Three Star executives quit after former CEO Bekier singles them out for criticism at inquiry

Three Star executives quit after former CEO Bekier singles them out for criticism at inquiry

 

 

Update (9 May): This story has since been updated to include new interim appointments. 

Three senior executives of The Star Entertainment Group (ASX: SGR), who were singled out by former CEO Matt Bekier for governance shortcomings during a review into the group’s suitability to hold a casino licence, have resigned.

Chief financial officer Harry Theodore, chief NSW casino officer Greg Hawkins, and chief legal and risk officer and company secretary Paula Martin, have tendered their resignations which have been accepted by The Star.

The departures follow damning revelations at the review conducted by the Independent Liquor and Gaming Authority (ILGA) of NSW that revealed failures by key management at The Star which exposed the casino group to a higher risk of potential money laundering activity.

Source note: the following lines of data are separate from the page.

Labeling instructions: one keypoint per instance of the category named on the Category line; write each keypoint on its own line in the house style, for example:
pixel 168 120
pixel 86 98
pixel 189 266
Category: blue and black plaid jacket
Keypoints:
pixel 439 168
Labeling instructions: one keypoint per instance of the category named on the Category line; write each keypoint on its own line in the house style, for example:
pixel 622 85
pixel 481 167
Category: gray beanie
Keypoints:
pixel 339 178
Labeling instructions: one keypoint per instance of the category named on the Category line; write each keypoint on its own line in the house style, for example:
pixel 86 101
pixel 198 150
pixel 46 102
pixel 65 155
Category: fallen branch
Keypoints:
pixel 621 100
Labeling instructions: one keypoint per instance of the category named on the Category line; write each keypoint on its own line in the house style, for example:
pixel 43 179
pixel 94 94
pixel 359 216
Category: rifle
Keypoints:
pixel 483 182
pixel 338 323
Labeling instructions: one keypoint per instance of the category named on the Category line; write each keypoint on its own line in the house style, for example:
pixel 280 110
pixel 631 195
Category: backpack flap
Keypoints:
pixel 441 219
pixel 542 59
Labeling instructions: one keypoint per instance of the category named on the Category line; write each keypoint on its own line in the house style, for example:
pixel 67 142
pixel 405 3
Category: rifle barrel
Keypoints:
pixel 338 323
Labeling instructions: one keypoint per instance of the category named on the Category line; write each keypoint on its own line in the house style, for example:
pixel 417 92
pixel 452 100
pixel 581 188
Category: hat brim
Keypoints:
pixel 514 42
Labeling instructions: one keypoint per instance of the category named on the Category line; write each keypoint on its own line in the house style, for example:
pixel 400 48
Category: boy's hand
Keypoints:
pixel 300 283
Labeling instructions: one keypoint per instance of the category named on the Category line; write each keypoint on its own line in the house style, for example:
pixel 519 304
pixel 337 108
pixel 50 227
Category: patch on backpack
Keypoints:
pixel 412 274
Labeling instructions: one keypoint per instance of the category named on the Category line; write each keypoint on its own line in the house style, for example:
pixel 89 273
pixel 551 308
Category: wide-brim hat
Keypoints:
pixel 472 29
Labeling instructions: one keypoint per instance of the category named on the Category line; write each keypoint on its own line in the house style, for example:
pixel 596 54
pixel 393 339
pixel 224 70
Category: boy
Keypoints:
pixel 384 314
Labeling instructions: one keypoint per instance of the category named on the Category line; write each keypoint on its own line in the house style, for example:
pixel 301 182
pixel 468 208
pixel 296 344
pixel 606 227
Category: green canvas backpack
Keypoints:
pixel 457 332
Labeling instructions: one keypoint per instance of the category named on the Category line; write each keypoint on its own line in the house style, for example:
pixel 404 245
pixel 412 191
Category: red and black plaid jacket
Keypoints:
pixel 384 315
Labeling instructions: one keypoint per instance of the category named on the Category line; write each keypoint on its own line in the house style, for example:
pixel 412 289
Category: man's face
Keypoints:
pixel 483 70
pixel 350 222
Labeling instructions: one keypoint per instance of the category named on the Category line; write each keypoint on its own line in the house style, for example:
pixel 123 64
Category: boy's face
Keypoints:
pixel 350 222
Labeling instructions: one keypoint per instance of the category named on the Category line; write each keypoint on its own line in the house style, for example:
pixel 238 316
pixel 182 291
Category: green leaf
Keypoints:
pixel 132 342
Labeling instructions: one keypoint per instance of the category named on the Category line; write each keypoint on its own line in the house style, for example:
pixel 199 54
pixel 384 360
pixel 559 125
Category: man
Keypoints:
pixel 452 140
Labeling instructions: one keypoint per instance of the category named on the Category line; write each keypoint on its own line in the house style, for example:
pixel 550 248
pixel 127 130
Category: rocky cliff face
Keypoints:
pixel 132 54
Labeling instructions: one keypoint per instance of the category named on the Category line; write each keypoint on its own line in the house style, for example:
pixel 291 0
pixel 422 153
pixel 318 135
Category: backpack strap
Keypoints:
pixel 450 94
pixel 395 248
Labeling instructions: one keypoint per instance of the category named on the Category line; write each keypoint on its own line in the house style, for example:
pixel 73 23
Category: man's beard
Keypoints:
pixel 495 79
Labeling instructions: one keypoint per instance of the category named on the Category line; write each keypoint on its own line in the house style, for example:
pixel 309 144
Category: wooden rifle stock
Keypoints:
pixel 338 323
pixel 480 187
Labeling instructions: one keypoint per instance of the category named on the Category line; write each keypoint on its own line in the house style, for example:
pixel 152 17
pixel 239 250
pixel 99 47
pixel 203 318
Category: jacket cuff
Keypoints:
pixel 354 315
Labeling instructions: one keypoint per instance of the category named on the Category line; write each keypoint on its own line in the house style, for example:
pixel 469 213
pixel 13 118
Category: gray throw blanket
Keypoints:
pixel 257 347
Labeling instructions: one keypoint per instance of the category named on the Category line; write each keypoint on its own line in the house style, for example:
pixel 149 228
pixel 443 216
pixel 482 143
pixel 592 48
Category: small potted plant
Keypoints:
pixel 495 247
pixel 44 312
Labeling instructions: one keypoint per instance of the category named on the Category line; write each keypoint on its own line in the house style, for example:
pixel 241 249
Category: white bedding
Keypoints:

The ongoing fallout from the ILGA inquiry at The Star has now led to the loss of almost half of the company’s senior executive team and comes on the heels of Bekier’s resignation as CEO in March.

The roles of Theodore, Martin and Hawkins at The Star became untenable after Bekier, in evidence to the review last week, said he felt ‘let down’ by each of them after claiming they withheld from him the extent of compliance problems surrounding the company's high roller junket operations.

Theodore’s time at The Star was already on a countdown after the CFO confirmed during evidence late last month that he intended to resign pending the outcome of his appearance on the stand.

In giving evidence, Bekier last week described Theodore as his ‘closest colleague’ who ‘showed a moment of really bad judgement’. He was specifically referring to Theodore allowing a misleading communication with National Australia Bank (ASX: NAB) that covered up the use of China Union Pay (CUP) credit cards to fund gambling activities over many years at The Star’s casinos. CUP banned withdrawals from its cards to be used for gambling to support the clampdown by Chinese authorities to prevent capital outflows from the country.

The CUP cards were a key focus for the review because of the huge sums of money involved - estimated at $900 million over seven years to early 2020 - and the risk that the unknown source of those funds posed to money laundering activities taking place at The Star’s casinos.

In questioning Martin, counsel assisting the ILGA inquiry, Naomi Sharp, SC, accused her of behaving ‘completely unethically’ in sanctioning the response to the NAB, acting on behalf of CUP, that assured the issuer its credit cards were not being used to finance gambling activities. While Martin disagreed it was unethical, she conceded it was a ‘very poor email on my part’.

Bekier was also critical of Hawkins’ oversight of a special high-rollers’ suite, Salon 95, established at The Star Sydney for Macau-based junket operator Suncity Group. Evidence to the inquiry revealed an ongoing culture of high-risk activities at Salon 95, where it was said that Suncity was operating its own casino within a casino.

Bekier told the review he felt let down by Hawkins because he had represented to the board and to investors that ‘the things we learned about Crown could never happen at Star on the back of (Hawkins’) assurances’ that the risks posed by Salon 95 were identified. He said if the board knew of any of the suspect activities revealed by the review, ‘they would have supported me in shutting down that (junket) business a long time ago’.

The Star says an executive search is under way to replace Theodore, Hawkins and Martin. All three will work with executive chairman John O'Neill, who has taken on Bekier’s responsibilities, to transition their executive responsibilities ‘in an orderly manner’.

The search for a replacement for Bekier is also continuing after The Star reiterated this week the ‘need for accelerated board change’ in the wake of the evidence presented to the ILGA review.

Update: Interim appointments announced, rebate programs suspended

The Star has since announced two interim appointments to replace two out of the three resigned executives, with Christina Katsibouba stepping into the CFO role and Geoff Hogg named as the chief casino officer for New South Wales.

Hogg is already SGR's chief casino officer for Queensland, while Katsibouba is the current chief gaming officer at The Star. The casino notes other interim appointments will be announced once finalised following a search for permanent replacements.

"They will work with the executive chairman to transition their respective executive responsibilities in an orderly manner and an executive search firm will commence the search for permanent appointments," says The Star.

The casino operator also announced today it will immediately suspend rebate programs for both domestic and international players across all its casinos until further notice - a move it says is not expected to have any material impact on earnings for FY22.

"The Star will work with gaming regulators to address various identified risks as part of ongoing reviews of systems and processes," says SGR.

"The Star has also engaged external advisors and continues a significant program of work to further improve those systems and processes while cooperating fully with the Review."